Roberts and the team are also conducting research around cellular aggregation. Roberts explains how in culture, plant cells cluster together in a variety of ways. The team is finding that aggregation influences both culture performance and production of the desired compound.

“We have shown in the last couple of years that the extent of aggregation directly correlates with the amount of Taxol in a culture. We’re really trying to fundamentally understand the whole process of aggregation in culture, so that we can effectively manipulate aggregation dynamics to influence culture performance,” says Roberts.

Roberts’ team is also working to design the optimal environment in which cells can grow and function. Roberts says that this “mechanical and chemical” environment has a considerable impact on how cells behave. Critical to this research is the ability to measure the microenvironment—the area around each individual cell. Roberts and the team are collaborating with Alfred Crosby in Polymer Science and Engineering to design a new method to quantify that environment and measure its impact on cell function.

“I don’t think the technology has been there, quite yet, to be able to define what this environment is. I think the new tool that we’re applying to natural polymer systems developed by the Crosby lab, cavitation microrheology, will finally be able to get at what that environment around an individual cell or cell aggregate looks like,” says Roberts.

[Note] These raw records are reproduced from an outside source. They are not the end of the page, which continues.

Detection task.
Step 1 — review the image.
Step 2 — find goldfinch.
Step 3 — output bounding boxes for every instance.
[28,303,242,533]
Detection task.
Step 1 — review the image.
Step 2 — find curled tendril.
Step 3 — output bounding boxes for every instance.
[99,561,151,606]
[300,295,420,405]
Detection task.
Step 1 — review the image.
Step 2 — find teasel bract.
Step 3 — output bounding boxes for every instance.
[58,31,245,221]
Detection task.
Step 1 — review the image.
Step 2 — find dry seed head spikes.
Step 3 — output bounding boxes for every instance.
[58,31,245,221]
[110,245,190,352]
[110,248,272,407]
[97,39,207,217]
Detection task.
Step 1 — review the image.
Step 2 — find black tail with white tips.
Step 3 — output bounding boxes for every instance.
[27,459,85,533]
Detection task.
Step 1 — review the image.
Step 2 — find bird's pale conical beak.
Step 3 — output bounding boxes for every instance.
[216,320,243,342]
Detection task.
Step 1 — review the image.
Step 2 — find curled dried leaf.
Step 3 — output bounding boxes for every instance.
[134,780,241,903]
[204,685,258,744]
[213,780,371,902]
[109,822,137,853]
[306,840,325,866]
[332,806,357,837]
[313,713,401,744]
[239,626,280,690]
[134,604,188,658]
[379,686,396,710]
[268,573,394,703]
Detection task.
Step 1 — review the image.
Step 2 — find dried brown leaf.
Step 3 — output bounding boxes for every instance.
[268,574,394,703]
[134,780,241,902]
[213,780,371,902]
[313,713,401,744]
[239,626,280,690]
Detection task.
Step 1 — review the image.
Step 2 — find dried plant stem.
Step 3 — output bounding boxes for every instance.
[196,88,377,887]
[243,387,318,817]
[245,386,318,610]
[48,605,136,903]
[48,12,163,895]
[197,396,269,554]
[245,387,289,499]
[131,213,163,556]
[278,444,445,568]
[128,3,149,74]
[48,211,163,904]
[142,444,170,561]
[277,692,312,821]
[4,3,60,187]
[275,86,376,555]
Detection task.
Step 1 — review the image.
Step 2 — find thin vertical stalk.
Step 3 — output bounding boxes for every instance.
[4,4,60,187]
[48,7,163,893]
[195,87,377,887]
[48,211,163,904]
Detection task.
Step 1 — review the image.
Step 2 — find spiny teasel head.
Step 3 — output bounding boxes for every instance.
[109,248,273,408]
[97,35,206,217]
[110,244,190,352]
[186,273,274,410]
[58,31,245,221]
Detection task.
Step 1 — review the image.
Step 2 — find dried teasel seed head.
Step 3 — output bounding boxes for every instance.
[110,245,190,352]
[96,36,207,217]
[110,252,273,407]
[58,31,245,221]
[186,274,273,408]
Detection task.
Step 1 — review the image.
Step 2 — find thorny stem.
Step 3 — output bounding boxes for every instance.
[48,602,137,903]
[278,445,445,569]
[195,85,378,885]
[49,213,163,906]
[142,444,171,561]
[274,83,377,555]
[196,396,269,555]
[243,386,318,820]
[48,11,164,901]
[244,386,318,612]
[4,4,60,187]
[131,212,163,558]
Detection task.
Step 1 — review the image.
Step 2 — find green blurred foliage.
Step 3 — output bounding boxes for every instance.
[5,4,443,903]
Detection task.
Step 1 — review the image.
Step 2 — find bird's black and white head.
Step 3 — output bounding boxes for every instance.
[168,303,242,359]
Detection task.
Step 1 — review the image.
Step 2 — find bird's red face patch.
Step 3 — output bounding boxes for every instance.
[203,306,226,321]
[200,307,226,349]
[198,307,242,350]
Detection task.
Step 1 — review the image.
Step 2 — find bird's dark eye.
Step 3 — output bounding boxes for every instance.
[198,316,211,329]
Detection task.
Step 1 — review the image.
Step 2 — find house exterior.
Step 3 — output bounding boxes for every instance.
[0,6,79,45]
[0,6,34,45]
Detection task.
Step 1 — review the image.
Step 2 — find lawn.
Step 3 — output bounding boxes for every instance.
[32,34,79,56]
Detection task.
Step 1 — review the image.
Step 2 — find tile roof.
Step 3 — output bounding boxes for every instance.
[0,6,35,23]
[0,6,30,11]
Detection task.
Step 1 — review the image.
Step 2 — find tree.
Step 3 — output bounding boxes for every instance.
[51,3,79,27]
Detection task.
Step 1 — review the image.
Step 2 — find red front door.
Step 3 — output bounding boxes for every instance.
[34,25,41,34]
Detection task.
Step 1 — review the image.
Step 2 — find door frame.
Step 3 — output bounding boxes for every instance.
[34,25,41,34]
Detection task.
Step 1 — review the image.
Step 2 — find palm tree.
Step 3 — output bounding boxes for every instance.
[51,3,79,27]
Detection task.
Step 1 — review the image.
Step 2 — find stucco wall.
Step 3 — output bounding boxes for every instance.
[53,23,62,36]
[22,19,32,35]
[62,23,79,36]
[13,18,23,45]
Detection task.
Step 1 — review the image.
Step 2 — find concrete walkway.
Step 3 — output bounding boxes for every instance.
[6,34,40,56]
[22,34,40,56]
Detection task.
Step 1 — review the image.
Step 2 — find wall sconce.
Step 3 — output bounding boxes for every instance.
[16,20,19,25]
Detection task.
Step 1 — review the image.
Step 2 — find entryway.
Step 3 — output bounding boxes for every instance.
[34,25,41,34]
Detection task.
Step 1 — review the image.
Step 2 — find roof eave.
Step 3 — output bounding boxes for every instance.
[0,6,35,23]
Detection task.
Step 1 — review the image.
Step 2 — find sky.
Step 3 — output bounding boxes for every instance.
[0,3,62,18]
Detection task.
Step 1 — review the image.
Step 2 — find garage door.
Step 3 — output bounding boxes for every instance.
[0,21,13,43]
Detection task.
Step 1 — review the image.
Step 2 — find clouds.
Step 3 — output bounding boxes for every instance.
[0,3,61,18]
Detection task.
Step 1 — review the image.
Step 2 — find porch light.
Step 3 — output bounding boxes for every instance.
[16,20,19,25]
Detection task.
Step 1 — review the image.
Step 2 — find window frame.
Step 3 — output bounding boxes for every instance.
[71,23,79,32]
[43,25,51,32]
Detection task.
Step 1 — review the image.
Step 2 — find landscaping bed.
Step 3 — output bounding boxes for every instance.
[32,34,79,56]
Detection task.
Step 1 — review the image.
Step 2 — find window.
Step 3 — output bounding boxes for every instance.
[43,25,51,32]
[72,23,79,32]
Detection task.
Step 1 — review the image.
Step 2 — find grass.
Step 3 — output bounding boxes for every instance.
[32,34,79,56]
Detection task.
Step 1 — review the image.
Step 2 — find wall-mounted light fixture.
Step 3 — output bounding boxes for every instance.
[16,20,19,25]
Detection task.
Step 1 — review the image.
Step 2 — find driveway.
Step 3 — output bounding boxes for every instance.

As both a professor and the director of the Institute for Cellular Engineering, Roberts has always been passionate about integrating the life sciences into engineering. She finds it important to conduct research that has an element of translation, and that serves a purpose within the community.

“There’s a societal need that motivates my research. Being able to design new methods for synthesizing pharmaceuticals, or designing new devices to support cell growth for tissue engineering is very rewarding. We need to get more students to see the outcomes of their fundamental work,” Roberts says.